Alas, another Lebanese-born intermediary, Ziad Takkiedine, was singing another tune just a few days later, about the so-called ‘Karachi affair' (an arms deal between France and Pakistan in which part of the commissions paid would have been sent back to France to finance the campaign of former prime minister Edouard Balladur). Two of Balladur's closest aides were formally indicted whereas Sarkozy's people claimed the president knew nothing about the deal (he was Balladur's official spokesman during the campaign against Chirac). But former interior minister and Sarkozy's close friend, Brice Hortefeux, at the same time, was having more than suspicious conversations with one of those indicted; he did not know his telephone was being tapped. "They know everything!" he said about the judges.

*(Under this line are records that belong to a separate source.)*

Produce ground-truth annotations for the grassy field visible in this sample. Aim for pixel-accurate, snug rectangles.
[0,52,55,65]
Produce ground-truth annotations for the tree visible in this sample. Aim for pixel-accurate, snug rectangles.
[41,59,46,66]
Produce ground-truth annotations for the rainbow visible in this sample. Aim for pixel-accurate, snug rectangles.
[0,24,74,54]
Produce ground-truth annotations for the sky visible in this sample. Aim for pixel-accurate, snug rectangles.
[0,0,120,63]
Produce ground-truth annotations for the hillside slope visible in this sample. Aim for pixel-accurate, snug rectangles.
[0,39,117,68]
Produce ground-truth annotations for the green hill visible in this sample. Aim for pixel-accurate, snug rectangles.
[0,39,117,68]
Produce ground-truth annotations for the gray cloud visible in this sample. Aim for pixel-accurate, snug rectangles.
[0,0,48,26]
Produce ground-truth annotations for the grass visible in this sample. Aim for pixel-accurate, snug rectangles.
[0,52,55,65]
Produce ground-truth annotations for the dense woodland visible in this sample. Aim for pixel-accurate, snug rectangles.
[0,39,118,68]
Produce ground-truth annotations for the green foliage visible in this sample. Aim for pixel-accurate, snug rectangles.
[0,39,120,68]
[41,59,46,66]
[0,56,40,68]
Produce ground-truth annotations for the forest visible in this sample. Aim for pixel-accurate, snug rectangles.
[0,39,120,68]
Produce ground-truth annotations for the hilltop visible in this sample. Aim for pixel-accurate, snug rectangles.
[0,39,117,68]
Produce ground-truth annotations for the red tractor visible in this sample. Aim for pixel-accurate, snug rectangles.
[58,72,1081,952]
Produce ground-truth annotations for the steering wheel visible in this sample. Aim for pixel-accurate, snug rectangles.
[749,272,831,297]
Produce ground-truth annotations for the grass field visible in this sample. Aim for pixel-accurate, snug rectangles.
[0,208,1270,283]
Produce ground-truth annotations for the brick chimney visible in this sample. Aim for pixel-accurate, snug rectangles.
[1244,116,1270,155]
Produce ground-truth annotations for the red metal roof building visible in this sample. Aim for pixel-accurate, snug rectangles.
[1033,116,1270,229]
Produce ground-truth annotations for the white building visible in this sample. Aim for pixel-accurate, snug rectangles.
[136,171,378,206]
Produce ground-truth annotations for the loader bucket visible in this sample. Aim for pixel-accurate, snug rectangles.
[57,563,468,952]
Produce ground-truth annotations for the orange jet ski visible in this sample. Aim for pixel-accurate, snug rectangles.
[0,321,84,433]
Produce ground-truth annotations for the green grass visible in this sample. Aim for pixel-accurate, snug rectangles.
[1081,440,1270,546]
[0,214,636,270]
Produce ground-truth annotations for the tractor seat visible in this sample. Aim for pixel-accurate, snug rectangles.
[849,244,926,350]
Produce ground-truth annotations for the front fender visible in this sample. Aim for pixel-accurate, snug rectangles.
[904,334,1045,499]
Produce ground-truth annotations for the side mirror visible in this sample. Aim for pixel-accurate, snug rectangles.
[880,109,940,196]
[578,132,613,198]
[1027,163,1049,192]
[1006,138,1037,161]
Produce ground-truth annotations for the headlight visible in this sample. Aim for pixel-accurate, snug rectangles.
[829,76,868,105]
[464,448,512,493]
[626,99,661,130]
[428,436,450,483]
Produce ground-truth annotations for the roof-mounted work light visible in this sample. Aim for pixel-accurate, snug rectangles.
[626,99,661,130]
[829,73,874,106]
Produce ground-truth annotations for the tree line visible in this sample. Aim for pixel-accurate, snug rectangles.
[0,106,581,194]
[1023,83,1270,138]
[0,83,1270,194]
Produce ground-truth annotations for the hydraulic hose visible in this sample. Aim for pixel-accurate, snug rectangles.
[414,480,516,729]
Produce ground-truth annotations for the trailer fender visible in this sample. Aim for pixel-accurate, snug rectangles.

The way it is going, it won't be necessary to watch American sitcoms these coming eight months to get entertained.
Meanwhile, Europe is in the doldrums. British Prime Minister David Cameron turns more and more to the Wild West and Italian premier Silvio Berlusconi spends his time between sessions in tribunals and bunga-bunga parties. Nothing unusual for a man who is only "half-time on the job", as he recently said in a taped conversation. France and Germany alone would thus be ‘keeping the shop'. Both countries indeed seem to be led by shopkeepers, as former chancellor Helmut Kohl recently said.
Half of the German government explains why Greece should be rescued whereas the other half talks about why it should not. The European Central Bank wonders whether it should buy Italian sovereign bonds and the EU if it should issue Eurobonds. Meanwhile, more than half of German exports go to countries in the Eurozone. And nobody seriously believes that Greece will ever be able to reimburse its debt with negative growth of 6 per cent. But what about the political project?
As for France, Sarkozy who is "not [yet?] a candidate", goes on about his ‘presidential status'. Hence a trip to Libya where he was hailed by a crowd of 1,500 and gave a De Gaulle-like speech. And he also undertook a mission to the UN for the sake of his American and Israeli friends, whereby Palestinian President Mahmoud Abbas was supposed to accept that the only way for Palestinians to get a state is to negotiate — with people who don't want to negotiate with him!
Slightly pathetic
All this could prove slightly pathetic; it seems Sarkozy doesn't realise that French people find him unbearable. A recent problem Sarkozy faced was the loss of his majority in the Senate. For the first time since its inception in 1958, the Senate is now Socialist. Why did the Senate go left? Because, some claim, of technical reasons, a succession of previously lost country elections (Senators are elected in turn by local representatives) and badly thought out local administrative reforms.
Yet, many even in his own camp say that Sarkozy and his team do not fully appreciate the degree of rejection they now provoke in the French population. It may be irrational or unfair, but it is a fact which is confirmed every passing day (incidentally, many of those who were elected from the UMP were the party's ‘dissidents' — meaning that they officially defected from the president's party although maintaining the same political line). And there is obviously no Plan B to Sarkozy, at least at this stage, especially following Centrist wonder boy Jean-Louis Borloo's decision not to run.
Actually, because of promises he could not respect, because of Sarkozy's somewhat irritating - not to mention inappropriate — behaviour, people seem to discover that over the years, they have been the victims of a kind of manipulation. As an additional example, 79 per cent of French people in a recent poll said that "Sarkozy was not sincere when declaring he had nothing to do with the Karachi black money affair". His impulsive and arrogant style could have been tolerated were he successful. But it has not been the case and the Titanic travels on the same route, with a crew denying reality. "Be curious, not judgmental", Walt Whitman said. He is still right but for sure the magic is gone.
Luc Debieuvre is a French essayist and a lecturer at IRIS (Institut de Relations Internationales et Stratégiques) and the FACO Law University of Paris.